Abstract
Introduction
Kaposiform Lymphangiomatosis (KLA) is a rare, pathologically distinct lymphatic anomaly characterized by abnormal lymphatic channel malformation and a high mortality rate. Previous studies describe primary thoracic involvement.
Presentation of case
A previously healthy eighteen-month-old female presented to the pediatric emergency department with sudden onset of petechiae and bruising. Initial CBC demonstrated profound anemia and thrombocytopenia with rapid progression to disseminated intravascular coagulopathy.
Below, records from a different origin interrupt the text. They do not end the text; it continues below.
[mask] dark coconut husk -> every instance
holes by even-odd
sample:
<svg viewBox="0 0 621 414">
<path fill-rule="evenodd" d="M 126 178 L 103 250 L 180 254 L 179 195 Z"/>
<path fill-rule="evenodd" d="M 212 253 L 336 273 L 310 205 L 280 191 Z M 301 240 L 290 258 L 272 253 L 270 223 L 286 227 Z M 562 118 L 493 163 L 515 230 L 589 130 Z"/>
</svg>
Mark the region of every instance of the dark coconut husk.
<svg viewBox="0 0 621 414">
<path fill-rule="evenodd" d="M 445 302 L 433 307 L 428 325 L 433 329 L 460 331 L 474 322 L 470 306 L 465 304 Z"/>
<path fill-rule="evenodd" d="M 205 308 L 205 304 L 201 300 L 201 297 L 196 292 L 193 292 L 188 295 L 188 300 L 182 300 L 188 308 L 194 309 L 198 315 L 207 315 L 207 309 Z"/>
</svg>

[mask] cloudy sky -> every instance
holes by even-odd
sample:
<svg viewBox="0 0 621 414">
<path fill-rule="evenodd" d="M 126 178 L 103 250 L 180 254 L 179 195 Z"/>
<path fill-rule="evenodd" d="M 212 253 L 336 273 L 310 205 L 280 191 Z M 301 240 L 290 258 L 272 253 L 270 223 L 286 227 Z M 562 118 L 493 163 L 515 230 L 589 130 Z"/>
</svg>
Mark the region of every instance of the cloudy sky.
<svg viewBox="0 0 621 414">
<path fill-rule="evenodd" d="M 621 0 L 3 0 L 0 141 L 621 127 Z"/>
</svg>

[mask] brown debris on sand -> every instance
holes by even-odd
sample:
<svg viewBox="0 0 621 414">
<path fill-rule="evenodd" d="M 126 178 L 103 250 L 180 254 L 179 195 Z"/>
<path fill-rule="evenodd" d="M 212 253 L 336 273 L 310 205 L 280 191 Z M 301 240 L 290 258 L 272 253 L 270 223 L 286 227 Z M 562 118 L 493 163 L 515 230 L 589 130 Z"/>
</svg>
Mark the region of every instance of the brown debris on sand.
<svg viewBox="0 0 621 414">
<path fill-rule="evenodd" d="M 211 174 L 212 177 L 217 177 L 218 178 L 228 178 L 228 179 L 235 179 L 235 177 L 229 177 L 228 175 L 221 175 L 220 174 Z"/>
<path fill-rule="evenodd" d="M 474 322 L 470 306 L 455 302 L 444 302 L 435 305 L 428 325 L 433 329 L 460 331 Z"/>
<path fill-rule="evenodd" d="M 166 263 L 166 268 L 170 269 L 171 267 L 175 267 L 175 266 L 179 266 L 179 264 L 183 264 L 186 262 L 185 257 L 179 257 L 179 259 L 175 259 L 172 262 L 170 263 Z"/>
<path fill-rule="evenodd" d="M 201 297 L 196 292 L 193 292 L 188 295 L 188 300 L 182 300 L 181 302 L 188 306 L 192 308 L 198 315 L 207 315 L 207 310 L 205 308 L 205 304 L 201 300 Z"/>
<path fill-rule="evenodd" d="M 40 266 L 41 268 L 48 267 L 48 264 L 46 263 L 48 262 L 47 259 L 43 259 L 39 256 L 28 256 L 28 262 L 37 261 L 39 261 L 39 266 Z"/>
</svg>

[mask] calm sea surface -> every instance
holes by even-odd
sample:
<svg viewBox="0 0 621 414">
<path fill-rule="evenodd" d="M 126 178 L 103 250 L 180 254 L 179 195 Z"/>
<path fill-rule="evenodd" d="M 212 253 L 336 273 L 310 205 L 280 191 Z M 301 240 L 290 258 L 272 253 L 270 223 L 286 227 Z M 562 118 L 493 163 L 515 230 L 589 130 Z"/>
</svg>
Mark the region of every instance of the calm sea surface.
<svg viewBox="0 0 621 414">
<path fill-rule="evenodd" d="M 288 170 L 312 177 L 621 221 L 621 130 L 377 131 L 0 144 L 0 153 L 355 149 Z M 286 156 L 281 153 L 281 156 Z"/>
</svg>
The child was admitted to the pediatric ICU where hematologic workup included a bone marrow biopsy negative for leukemia and a negative infectious workup. Pediatric Surgery was consulted for splenomegaly with concern for primary splenic process and consumptive coagulopathy. She underwent emergent splenectomy and following operative intervention her clinical status stabilized with rapid resolution of the coagulopathy and thrombocytopenia. Pathologic evaluation of the spleen confirmed the diagnosis of KLA. Subsequent workup failed to reveal any thoracic or mediastinal involvement of KLA.
Discussion
Although splenic involvement has been described in patients with KLA, according to the published literature, the significant lesions exist in the thoracic cavity. To our knowledge, this is the first reported case of severe consumptive coagulopathy from KLA isolated to the spleen.
Conclusion
Although rare, KLA should be considered early in the diagnosis of a patient presenting with sudden onset of profound thrombocytopenia and coagulopathy.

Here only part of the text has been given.